My First Post - Building Mobile Apps with Flutter
I’ve been building solo for a while, but just recently started getting into cross-platform mobile apps using Flutter.
I’ve been working on my latest project, HeartHealthAI, for the past two months and just published it on the App Store. It uses AI to analyze your meals from a photo and gives you a Heart Health Score based on 8 nutrition factors like sugar, sodium, fiber, processing, and more.
It also includes a GPT-4.1-powered chat assistant that gives personalized feedback based on your meals, preferences, and allergies.
Still early days, but I’m hoping to get it in front of more users. I’m here to engage with the Product Hunt community a bit before doing a proper launch.

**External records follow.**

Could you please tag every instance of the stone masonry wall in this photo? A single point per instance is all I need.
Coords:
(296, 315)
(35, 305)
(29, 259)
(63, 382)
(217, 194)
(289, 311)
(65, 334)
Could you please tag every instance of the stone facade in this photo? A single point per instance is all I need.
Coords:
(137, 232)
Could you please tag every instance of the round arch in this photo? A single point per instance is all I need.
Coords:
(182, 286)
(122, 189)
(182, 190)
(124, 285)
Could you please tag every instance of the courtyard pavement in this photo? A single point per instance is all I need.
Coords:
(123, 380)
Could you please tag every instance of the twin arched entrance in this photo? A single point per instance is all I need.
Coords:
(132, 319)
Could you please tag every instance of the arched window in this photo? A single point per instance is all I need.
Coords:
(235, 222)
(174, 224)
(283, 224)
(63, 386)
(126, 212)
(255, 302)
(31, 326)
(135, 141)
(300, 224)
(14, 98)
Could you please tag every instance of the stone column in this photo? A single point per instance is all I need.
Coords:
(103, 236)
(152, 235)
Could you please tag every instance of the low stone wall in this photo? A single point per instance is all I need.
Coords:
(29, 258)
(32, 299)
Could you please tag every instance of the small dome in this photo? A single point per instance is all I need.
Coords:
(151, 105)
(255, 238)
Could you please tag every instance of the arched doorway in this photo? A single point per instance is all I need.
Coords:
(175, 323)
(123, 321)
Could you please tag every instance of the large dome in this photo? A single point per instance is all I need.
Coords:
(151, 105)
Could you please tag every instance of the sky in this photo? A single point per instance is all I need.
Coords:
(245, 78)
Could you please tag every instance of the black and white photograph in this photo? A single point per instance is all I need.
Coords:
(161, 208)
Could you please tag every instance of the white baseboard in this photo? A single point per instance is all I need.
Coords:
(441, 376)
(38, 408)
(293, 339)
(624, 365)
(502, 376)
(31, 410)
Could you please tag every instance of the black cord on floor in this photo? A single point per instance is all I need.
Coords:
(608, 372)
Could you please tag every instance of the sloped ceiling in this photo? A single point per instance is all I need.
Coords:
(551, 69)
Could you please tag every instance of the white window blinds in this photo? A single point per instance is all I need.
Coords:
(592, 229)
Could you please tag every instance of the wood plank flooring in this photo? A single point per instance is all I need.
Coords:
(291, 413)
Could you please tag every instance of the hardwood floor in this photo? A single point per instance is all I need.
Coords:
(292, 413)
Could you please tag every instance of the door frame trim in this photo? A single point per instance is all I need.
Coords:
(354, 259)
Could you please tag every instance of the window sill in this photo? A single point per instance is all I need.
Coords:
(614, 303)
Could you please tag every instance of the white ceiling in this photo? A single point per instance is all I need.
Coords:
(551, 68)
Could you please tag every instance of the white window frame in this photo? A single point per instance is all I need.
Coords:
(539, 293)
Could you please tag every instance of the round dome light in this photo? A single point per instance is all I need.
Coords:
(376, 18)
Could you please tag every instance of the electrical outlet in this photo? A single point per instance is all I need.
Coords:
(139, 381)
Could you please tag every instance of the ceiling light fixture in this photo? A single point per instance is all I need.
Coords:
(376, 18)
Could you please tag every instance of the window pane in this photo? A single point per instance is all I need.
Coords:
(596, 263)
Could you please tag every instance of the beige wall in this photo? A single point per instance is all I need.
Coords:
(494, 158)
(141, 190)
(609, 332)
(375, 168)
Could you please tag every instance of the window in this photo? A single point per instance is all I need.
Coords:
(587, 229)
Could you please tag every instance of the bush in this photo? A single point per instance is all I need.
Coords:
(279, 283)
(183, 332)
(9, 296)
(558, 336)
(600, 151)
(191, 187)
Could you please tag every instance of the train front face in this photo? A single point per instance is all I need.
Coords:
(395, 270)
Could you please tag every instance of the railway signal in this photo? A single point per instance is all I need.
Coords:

Would love to connect with other mobile builders or folks working in health and AI.
Replies
Product Hunt
Hey Reid, welcome to Product Hunt 👋
HeartHealthAI sounds really interesting.
I'm guessing it maybe requires some manual input beyond just a photo. I imagine it would be kind of hard to understand what all ingredients were in a food just from a photo.
I like the idea of a scoring system. I feel like that would be really easy for users to understand.
How has your experience with Flutter been? I've toyed around with using it before, but I've never fully built anything with it. Did you do other mobile programming before doing cross-platform with Flutter?
@jakecrump Hey Jake! I appreciate the warm welcome. :)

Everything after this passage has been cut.